Alumnus' Diagnostic Research Earns Cover Spot
Research from a Department of Energy National Nuclear Security Administration Stewardship Science Graduate Fellowship (DOE NNSA SSGF) recipient provided the featured cover image for a recent American Institute of Physics journal.
The November 2016 AIP Review of Scientific Instruments (from the Proceedings of the 21st Topical Conference on High-Temperature Plasma Diagnostics) displayed X-ray radiograph images captured by Hong Sio’s Particle X-ray Temporal Diagnostic (PXTD) instrument. Sio, A DOE NNSA SSGF recipient from 2012 to 2016, developed the tool as part of his doctoral thesis work at the Massachusetts Institute of Technology.

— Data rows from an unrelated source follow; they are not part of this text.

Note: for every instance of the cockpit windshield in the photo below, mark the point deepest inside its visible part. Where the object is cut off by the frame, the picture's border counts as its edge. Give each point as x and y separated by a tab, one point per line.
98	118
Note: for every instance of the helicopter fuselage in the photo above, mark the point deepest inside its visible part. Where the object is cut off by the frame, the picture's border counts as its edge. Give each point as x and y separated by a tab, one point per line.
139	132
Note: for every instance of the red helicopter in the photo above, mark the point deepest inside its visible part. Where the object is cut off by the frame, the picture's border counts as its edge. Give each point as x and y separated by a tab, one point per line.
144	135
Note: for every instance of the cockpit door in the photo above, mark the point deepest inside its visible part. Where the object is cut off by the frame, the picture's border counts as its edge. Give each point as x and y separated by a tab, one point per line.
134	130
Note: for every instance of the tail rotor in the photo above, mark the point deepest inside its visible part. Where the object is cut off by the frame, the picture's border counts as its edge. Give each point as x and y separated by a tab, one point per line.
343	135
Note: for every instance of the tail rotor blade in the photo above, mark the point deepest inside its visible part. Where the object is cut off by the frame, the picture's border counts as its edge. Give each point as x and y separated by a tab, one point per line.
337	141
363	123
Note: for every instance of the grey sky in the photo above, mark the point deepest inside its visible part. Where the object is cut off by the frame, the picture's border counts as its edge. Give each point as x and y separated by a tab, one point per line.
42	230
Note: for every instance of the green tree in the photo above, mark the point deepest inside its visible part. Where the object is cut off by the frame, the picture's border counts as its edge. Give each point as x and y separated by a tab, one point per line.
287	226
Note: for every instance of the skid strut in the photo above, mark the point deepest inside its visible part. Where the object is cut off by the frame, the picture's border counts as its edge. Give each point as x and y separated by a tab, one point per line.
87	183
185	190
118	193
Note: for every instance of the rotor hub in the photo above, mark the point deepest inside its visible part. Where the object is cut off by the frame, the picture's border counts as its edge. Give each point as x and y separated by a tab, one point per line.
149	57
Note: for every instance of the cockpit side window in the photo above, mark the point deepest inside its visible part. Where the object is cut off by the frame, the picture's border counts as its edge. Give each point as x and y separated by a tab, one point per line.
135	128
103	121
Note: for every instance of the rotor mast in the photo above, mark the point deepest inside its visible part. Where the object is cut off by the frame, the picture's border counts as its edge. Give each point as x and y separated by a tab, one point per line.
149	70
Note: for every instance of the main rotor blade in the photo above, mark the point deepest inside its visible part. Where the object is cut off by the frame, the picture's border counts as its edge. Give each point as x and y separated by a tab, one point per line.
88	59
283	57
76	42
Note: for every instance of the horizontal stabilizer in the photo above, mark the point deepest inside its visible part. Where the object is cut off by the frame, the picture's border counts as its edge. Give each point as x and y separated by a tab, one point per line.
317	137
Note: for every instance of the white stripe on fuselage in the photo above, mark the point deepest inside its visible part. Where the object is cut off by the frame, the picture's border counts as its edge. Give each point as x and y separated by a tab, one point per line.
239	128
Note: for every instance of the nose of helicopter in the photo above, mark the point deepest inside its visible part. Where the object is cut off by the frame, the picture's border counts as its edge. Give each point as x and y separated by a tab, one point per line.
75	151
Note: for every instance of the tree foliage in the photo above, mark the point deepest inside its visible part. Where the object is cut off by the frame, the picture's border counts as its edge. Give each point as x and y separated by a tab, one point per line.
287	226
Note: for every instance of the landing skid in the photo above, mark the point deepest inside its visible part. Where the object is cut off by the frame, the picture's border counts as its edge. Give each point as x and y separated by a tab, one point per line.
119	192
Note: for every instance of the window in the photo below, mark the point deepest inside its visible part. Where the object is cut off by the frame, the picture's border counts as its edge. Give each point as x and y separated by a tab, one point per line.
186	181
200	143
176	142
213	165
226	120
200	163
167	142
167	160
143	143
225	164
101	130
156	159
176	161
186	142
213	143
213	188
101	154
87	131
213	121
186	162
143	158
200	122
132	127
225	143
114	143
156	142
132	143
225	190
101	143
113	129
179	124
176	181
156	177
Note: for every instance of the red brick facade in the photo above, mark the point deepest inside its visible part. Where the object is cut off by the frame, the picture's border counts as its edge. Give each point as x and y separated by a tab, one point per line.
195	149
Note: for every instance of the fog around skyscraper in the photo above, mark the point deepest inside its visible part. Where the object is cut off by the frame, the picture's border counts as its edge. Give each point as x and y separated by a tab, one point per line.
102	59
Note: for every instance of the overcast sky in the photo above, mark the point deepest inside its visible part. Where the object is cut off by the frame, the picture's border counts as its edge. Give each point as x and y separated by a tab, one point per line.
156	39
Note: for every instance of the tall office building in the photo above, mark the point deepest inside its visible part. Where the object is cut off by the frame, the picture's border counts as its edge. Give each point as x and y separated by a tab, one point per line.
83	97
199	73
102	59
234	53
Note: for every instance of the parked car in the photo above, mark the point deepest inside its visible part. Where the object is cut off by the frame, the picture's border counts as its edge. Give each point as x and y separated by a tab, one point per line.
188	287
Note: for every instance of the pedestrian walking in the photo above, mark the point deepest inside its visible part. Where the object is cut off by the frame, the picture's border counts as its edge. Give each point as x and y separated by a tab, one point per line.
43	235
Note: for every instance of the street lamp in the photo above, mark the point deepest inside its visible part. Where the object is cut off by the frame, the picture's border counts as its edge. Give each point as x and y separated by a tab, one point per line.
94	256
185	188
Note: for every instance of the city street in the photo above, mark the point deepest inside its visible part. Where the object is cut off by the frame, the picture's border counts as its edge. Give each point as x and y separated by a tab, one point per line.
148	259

The PXTD measures nuclear products and X-rays produced in inertial confinement fusion (ICF) and high energy density plasma experiments. In indirect-drive ICF, powerful lasers generate X-rays that crush a sphere about the size of a pea. The capsule is filled with a frozen mixture of two hydrogen isotopes, deuterium and tritium. If all goes well, the X-rays squeeze the isotopes so tightly their nuclei fuse, releasing tremendous energy. A similar process, on a grand scale, fuels the sun and other stars.
The PXTD is designed to help understand what’s happening in ICF and similar experiments. In research on the OMEGA laser facility at the University of Rochester, PXTD took time-resolved, high-precision measurements of multiple products from nuclear reactions happening in the target. The diagnostic simultaneously measured X-rays the target emitted over time.
The instrument, Sio wrote in the journal article, has precision measured in tens of picoseconds (10-11 seconds) between the nuclear and X-ray signals. It allows, for the first time, accurate and simultaneous measurement of the peak X-ray emission time and peak nuclear production time, their time differences, and other experimental properties.
Sio was invited to present the paper at the high-temperature plasma diagnostics conference in June 2016 at Madison, Wisconsin. Sio also will make a presentation on the diagnostic and associated data analysis at NNSA headquarters in Washington on May 9. His doctoral advisor is Richard Petrasso.